Contract | Consequence from breaking the contract |
Callee only modifies its own variables and variables it shares with the caller. Callee does not modify the stack pointer and leaves the stack the same as it was called when it returns. | Callee corrupts the caller’s stack and the caller may use incorrect values in later computations. |
Callee returns to the caller. | Callee gets unexpected values or loses control of the program (for example, infinite loop). |
Return values are stored in %eax | Caller will receive whatever value is in %eax which will be incorrect. |
Caller saves values in temporary registers (%ebx) to stack before calling callee. | Callee may change values that caller needs and caller will receive an incorrect computation. |
Callee will not have a disaster that affects caller (example: early termination). | This is called fate-sharing: caller will also terminate. |
In the example of the factorial function, the contract is thus:
Can we enforce modularity with a strongly typed language such as Java? While java does solve most of the problems of soft-modularity, systems are not completely implemented type-safe languages. And it is still possible to violate the caller-callee contract with Java with, for example, memory allocation and file i/o.

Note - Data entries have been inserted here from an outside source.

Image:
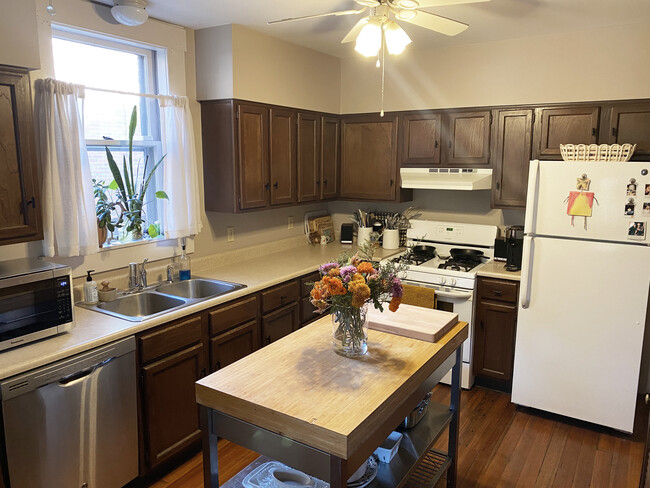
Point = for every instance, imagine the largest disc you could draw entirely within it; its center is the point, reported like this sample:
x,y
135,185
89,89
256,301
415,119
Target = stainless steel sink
x,y
161,298
198,288
140,306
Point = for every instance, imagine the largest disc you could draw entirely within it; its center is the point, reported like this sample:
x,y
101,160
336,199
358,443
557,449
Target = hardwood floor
x,y
500,445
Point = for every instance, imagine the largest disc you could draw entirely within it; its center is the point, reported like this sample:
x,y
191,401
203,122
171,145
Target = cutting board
x,y
410,321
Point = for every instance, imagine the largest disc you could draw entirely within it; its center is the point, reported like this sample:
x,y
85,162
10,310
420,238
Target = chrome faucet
x,y
143,274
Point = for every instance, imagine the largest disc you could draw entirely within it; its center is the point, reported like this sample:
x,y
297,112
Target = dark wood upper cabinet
x,y
330,157
369,158
466,139
511,151
309,177
282,158
252,144
569,124
20,218
630,124
420,139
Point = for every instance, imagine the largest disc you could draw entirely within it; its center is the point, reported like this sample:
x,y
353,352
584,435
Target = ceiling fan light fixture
x,y
369,39
130,12
408,4
406,14
396,38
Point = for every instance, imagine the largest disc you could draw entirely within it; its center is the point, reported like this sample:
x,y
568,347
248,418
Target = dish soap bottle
x,y
184,264
90,289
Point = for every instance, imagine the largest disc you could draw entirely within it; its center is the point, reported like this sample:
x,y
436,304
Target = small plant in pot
x,y
104,208
131,185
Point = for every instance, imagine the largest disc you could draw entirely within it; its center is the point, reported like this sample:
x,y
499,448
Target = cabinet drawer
x,y
170,338
307,311
307,283
280,295
233,314
493,289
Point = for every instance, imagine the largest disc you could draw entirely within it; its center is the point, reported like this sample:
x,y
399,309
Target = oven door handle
x,y
454,294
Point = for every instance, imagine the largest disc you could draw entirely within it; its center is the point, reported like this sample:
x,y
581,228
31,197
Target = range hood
x,y
446,178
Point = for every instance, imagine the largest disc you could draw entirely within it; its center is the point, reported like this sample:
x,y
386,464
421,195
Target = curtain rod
x,y
145,95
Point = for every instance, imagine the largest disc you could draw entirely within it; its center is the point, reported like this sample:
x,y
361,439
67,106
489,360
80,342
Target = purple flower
x,y
327,266
397,288
347,272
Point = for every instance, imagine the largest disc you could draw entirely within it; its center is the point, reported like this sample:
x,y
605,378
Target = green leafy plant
x,y
131,185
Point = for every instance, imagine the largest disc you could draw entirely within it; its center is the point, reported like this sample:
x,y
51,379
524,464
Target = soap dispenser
x,y
184,272
90,289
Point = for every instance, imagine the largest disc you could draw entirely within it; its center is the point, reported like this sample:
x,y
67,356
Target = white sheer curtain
x,y
69,222
180,174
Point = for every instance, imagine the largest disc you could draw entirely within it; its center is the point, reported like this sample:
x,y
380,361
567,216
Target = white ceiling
x,y
491,21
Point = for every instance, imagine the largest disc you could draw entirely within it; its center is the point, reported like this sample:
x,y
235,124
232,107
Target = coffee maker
x,y
514,247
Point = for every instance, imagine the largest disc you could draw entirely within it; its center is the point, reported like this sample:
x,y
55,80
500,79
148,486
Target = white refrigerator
x,y
585,281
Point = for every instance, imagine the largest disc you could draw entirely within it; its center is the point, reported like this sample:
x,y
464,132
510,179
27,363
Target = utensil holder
x,y
391,239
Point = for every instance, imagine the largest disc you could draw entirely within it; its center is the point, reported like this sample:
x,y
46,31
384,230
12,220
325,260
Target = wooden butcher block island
x,y
298,402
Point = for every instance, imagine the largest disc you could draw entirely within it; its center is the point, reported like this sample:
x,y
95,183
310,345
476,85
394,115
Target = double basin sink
x,y
162,298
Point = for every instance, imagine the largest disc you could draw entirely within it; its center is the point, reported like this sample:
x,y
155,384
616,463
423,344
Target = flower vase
x,y
350,330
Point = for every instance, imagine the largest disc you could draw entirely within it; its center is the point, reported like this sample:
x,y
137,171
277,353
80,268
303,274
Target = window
x,y
99,64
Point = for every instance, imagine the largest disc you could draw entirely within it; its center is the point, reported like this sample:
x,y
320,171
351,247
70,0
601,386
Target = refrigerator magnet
x,y
636,230
631,188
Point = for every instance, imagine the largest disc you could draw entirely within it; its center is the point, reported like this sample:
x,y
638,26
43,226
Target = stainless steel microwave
x,y
36,301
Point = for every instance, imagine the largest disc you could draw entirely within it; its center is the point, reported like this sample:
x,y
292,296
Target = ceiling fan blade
x,y
436,23
328,14
440,3
354,32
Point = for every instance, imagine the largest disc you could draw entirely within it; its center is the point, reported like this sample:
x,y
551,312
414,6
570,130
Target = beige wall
x,y
599,64
19,45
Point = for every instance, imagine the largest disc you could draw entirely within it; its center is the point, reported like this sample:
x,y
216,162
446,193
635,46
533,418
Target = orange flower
x,y
334,286
365,267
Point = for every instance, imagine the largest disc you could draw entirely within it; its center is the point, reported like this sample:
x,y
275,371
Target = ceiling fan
x,y
382,16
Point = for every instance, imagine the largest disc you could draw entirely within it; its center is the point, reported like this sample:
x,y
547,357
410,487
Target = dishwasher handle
x,y
72,378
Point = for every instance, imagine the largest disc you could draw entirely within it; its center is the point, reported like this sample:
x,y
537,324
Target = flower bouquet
x,y
346,288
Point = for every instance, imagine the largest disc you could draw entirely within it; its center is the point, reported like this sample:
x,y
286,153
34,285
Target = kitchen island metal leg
x,y
210,457
454,406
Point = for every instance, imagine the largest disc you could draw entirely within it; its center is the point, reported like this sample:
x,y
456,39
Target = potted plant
x,y
131,185
104,208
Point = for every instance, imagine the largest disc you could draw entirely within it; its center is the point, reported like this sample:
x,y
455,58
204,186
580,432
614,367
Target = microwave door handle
x,y
24,279
526,274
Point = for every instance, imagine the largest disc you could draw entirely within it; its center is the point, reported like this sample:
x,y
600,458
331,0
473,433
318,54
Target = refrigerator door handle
x,y
526,275
531,203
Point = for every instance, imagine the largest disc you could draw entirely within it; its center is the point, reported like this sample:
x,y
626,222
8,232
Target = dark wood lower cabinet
x,y
170,412
233,345
494,333
282,322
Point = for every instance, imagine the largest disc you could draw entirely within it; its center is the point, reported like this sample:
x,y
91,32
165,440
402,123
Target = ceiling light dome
x,y
130,12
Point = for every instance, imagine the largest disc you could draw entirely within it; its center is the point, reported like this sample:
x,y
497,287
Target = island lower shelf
x,y
415,464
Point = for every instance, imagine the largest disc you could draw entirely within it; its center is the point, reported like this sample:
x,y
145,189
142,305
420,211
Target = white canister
x,y
391,239
363,235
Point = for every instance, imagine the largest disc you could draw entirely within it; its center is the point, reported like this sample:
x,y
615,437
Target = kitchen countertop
x,y
94,329
496,269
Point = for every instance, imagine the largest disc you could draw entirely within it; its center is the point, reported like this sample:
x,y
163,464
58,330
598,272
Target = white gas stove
x,y
460,251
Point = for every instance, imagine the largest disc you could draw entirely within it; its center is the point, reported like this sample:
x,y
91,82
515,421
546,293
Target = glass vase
x,y
350,330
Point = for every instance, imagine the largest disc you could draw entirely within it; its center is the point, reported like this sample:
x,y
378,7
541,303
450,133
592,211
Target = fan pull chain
x,y
383,67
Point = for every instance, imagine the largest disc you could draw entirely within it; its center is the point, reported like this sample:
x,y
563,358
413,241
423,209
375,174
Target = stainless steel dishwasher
x,y
73,424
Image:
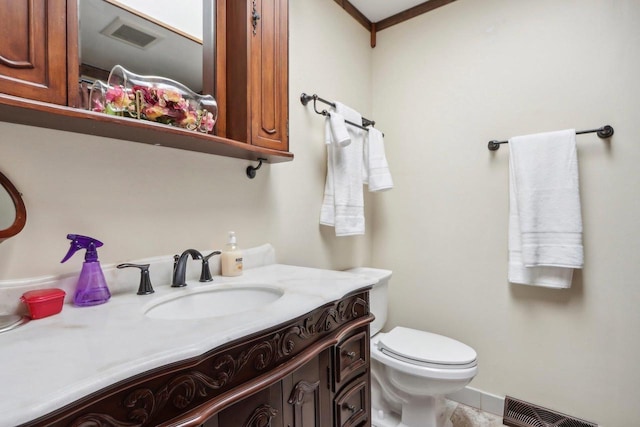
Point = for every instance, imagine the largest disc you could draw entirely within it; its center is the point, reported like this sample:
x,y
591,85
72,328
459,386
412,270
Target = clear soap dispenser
x,y
92,287
231,257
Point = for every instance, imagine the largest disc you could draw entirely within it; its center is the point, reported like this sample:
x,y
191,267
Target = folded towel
x,y
545,223
376,169
338,133
343,204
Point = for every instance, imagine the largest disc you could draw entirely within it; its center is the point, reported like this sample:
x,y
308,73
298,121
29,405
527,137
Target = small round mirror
x,y
13,214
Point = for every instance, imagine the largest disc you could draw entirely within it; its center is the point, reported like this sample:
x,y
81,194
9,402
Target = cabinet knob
x,y
349,407
255,17
350,355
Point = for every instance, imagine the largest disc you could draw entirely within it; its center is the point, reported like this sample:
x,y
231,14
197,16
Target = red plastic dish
x,y
44,302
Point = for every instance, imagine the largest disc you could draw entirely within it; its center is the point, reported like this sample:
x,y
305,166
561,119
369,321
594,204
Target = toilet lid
x,y
426,349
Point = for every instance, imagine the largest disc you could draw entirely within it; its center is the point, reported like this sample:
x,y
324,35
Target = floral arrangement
x,y
156,104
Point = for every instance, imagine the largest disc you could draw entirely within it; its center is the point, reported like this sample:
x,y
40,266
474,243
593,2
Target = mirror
x,y
13,214
157,38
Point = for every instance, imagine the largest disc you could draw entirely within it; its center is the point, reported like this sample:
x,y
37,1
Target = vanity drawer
x,y
351,408
351,356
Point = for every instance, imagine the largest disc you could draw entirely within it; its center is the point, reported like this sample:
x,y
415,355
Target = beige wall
x,y
445,84
143,200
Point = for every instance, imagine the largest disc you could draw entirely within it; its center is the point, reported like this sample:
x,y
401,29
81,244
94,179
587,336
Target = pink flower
x,y
153,112
190,120
170,95
117,97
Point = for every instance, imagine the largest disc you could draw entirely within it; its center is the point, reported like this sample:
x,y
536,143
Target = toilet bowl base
x,y
428,412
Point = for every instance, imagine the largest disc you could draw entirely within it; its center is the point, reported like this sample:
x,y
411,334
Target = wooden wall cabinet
x,y
39,74
253,40
33,51
312,371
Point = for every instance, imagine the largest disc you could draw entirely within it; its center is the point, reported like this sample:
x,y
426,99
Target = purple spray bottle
x,y
92,287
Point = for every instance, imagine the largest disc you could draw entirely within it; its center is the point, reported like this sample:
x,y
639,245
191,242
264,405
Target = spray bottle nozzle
x,y
83,242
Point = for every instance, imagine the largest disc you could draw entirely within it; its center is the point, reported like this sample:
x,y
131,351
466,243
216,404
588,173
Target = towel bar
x,y
304,99
605,131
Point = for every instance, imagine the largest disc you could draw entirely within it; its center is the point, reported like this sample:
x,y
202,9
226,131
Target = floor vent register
x,y
518,413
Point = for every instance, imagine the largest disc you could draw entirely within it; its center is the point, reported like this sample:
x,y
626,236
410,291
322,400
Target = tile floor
x,y
466,416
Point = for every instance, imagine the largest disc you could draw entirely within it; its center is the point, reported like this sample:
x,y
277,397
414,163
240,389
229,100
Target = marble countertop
x,y
51,362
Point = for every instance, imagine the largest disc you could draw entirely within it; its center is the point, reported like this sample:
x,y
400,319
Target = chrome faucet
x,y
180,267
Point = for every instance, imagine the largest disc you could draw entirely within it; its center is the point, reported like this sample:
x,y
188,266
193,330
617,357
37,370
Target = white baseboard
x,y
479,399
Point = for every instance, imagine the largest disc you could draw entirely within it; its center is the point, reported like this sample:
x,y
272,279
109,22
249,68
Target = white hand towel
x,y
545,222
343,204
376,168
339,135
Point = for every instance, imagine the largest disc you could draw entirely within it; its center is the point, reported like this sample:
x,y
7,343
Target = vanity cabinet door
x,y
33,49
253,93
261,409
309,401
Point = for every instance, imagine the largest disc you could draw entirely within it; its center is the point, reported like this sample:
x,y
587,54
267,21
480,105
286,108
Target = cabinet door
x,y
309,399
261,409
269,66
33,60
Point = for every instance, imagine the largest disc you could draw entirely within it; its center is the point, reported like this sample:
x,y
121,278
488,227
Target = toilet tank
x,y
378,296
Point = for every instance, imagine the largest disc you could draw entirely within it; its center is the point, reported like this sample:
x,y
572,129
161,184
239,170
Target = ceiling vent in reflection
x,y
130,33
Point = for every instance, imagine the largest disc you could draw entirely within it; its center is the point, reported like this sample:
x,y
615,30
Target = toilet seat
x,y
426,349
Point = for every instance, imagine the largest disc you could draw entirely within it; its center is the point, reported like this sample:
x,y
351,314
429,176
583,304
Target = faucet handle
x,y
145,287
205,274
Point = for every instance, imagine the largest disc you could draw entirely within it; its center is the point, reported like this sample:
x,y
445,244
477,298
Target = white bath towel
x,y
343,204
376,168
545,222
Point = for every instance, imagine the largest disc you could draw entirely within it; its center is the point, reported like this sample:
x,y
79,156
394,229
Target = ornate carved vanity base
x,y
312,371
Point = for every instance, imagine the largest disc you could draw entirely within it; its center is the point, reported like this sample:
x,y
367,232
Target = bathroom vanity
x,y
300,360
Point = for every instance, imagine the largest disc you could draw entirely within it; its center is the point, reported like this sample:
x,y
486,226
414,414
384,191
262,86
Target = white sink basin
x,y
216,302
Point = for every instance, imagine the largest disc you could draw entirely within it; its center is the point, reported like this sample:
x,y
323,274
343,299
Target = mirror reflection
x,y
13,214
156,37
7,209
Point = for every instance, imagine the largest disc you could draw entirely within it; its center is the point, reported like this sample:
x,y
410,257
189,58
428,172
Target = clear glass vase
x,y
154,98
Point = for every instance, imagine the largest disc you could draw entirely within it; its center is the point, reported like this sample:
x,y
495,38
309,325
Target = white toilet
x,y
411,370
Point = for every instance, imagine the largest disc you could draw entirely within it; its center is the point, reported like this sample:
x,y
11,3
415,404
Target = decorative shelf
x,y
41,114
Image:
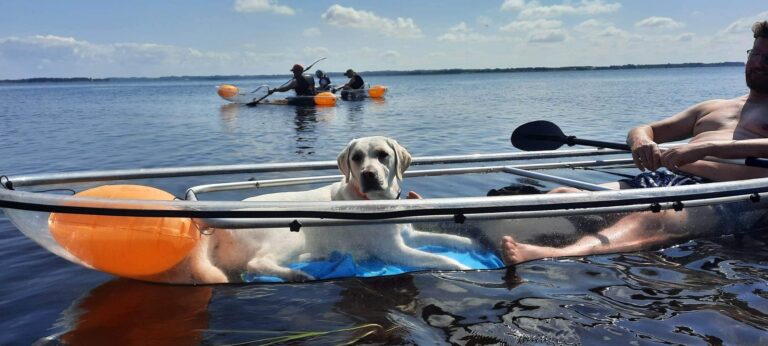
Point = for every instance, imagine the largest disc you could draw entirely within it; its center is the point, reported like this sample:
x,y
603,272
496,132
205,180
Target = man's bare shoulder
x,y
718,104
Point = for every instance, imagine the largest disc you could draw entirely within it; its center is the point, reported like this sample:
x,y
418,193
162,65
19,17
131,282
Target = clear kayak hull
x,y
274,237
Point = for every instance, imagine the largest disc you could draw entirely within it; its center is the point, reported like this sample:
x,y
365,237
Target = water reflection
x,y
228,114
134,312
305,124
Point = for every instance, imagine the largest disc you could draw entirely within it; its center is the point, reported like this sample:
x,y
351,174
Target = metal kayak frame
x,y
264,214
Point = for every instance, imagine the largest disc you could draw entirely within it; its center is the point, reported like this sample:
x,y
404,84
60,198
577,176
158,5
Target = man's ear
x,y
343,160
402,157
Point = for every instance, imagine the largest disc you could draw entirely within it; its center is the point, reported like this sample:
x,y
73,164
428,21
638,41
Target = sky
x,y
149,38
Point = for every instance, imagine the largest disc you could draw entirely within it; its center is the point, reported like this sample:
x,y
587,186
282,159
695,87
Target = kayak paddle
x,y
545,135
254,103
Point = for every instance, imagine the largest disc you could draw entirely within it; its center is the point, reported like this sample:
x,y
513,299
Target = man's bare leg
x,y
634,232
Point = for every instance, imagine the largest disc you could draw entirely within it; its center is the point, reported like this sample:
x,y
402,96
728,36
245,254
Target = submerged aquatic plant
x,y
287,336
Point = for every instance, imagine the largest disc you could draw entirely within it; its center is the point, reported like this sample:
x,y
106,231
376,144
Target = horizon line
x,y
392,72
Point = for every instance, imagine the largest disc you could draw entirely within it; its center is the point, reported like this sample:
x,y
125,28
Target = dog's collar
x,y
363,196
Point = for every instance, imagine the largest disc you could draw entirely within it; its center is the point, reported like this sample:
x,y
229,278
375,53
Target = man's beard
x,y
757,82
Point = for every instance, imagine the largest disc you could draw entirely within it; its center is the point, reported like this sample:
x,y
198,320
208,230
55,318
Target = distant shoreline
x,y
381,73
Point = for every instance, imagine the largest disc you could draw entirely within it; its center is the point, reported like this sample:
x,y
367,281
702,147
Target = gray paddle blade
x,y
538,135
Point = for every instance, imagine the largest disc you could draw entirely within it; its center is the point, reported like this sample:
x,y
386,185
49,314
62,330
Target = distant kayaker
x,y
355,83
302,84
734,128
323,81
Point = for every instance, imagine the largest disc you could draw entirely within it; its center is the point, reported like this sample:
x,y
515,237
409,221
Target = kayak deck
x,y
483,220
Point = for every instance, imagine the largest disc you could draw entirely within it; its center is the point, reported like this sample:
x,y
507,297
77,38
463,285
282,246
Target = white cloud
x,y
347,17
592,25
532,25
513,5
263,6
547,36
685,37
743,26
585,7
462,33
599,29
312,32
57,56
484,21
659,22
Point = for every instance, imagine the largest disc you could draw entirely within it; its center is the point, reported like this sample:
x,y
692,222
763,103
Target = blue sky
x,y
142,38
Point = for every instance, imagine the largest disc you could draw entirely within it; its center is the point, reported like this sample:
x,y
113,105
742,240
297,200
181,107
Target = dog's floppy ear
x,y
402,157
343,160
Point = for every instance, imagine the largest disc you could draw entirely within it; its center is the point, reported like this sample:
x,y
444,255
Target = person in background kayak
x,y
355,83
323,81
734,128
302,84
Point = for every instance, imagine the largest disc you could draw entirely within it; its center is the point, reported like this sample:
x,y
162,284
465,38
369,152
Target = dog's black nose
x,y
368,175
369,181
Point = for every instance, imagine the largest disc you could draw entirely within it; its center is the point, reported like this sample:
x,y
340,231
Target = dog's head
x,y
374,166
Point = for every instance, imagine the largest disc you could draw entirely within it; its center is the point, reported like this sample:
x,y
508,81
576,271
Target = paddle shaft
x,y
572,140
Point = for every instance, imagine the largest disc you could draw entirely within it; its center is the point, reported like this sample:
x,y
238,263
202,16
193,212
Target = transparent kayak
x,y
118,222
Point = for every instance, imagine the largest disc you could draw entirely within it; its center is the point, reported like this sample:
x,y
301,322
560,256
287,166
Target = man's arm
x,y
644,139
286,87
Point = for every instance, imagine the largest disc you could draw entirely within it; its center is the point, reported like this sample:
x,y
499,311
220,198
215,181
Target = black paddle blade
x,y
538,135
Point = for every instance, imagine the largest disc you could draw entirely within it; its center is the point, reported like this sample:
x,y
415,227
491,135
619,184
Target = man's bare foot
x,y
413,195
514,252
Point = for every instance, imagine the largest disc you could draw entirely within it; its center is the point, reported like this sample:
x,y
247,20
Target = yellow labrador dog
x,y
373,169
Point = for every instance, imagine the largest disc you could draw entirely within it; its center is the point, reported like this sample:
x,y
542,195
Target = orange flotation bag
x,y
125,245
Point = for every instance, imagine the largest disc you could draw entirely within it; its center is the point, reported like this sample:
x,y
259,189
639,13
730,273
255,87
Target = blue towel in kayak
x,y
339,265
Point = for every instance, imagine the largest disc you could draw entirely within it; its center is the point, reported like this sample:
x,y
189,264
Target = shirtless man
x,y
717,128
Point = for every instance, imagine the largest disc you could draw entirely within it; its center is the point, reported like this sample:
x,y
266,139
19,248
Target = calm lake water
x,y
707,291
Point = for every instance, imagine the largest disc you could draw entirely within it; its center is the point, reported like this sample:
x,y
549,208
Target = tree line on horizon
x,y
384,72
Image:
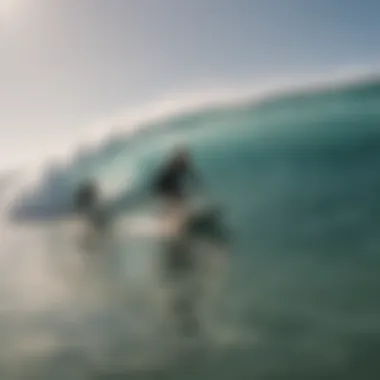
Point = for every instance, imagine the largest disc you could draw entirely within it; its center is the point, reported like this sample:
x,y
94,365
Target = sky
x,y
67,65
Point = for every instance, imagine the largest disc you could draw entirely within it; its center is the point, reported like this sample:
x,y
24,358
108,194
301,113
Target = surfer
x,y
170,184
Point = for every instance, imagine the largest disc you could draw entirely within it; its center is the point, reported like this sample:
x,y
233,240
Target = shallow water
x,y
298,180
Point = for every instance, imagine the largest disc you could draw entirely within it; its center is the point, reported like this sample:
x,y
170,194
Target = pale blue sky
x,y
64,64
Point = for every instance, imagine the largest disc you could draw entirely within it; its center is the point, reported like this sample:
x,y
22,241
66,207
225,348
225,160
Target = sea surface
x,y
297,177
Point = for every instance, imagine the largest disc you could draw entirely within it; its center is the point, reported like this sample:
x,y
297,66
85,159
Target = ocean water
x,y
298,178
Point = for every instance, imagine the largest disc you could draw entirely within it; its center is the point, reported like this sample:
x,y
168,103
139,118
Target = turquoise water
x,y
298,177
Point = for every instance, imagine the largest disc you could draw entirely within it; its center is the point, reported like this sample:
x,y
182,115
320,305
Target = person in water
x,y
170,184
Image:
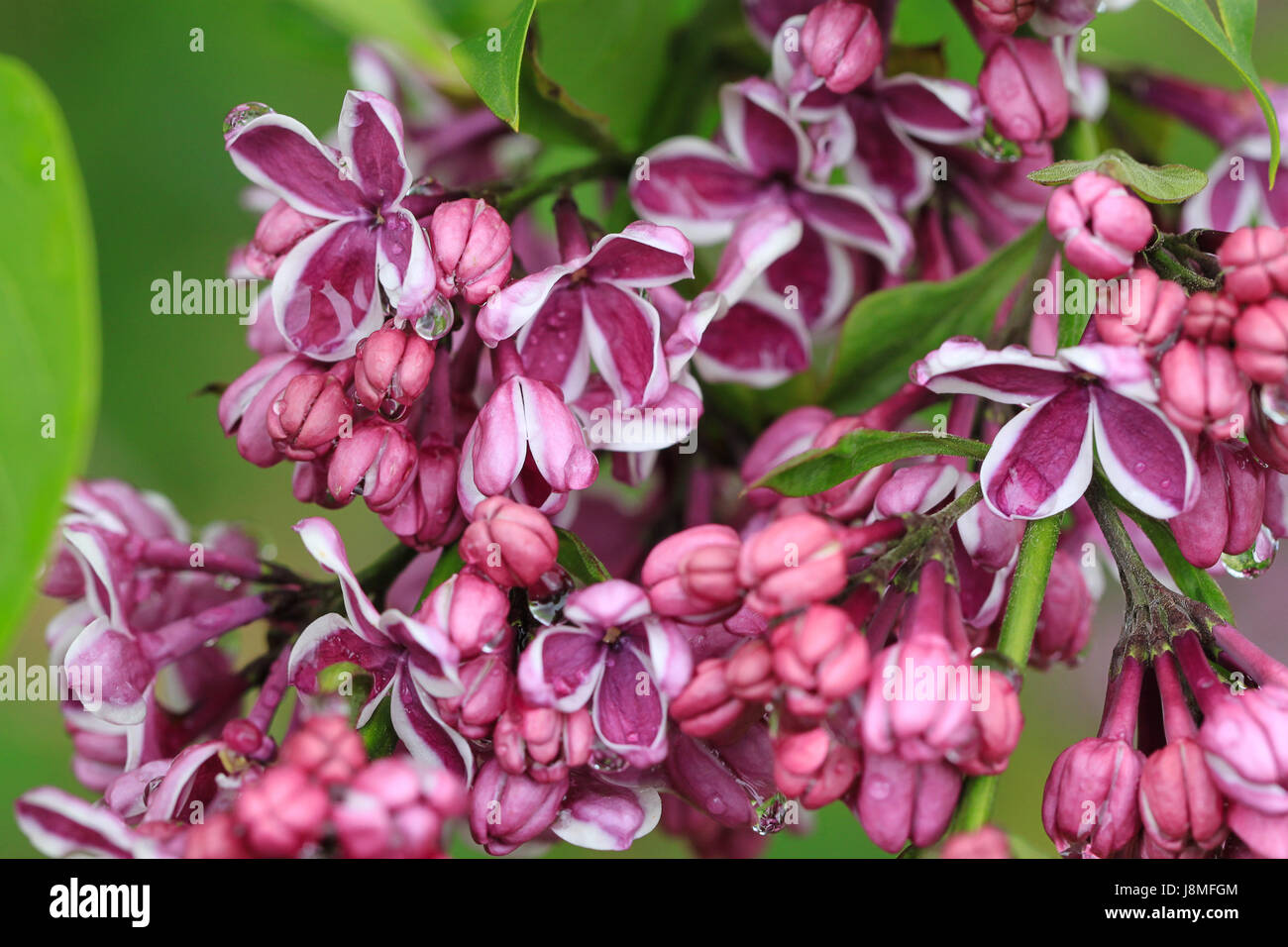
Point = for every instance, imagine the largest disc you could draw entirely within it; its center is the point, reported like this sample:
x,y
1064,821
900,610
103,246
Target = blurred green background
x,y
145,114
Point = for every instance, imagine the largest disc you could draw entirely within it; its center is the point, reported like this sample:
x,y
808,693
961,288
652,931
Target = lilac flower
x,y
617,656
410,663
590,307
765,158
1041,462
325,294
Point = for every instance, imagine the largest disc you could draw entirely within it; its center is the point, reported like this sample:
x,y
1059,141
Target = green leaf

Thus in order to have enforced modularity we must use some external mechanism to limit the interaction between modules.
Hard modularity restricts interaction between modules and validates expected results from a module. One way to do is this by organizing modules as clients and services, which communicate through requests and responses respectively.
Hard modularity is enforced because since the client and the service do not share memory, and modules can check the validity of the messages sent between them. In consequence, hard modularity via client/service is much slower than soft modularity.
In the factorial example, hard modularity can be implemented with a web service available at a url such as http://factorial.cs.ucla.edu/fact=23 and the factorial of 23 would be printed in the browser. In this example factorial.cs.ucla.edu is the service and the browser is the client. If for some reason the web service goes into an infinite loop is becomes unavailable, the browser as an automatic response to stop waiting for a response or to display an availability error.
Conceptually the service and the client are on separate computers but using the OS, the two modules can exist on the same computer.
We can simulate the client/server organization on one computer by using virtualization. This means that a separate virtual computer is used to execute a module.
For example in the case of the factorial function, using a virtual x86 machine we can have an instruction called factl which produces the same results as that stores its return value in %eax. The factl instruction executes in a virtual memory and eliminates the possibility of memory overwriting from other modules.
Virtualization causes extra overhead and we need to speed up the process for it to be useable.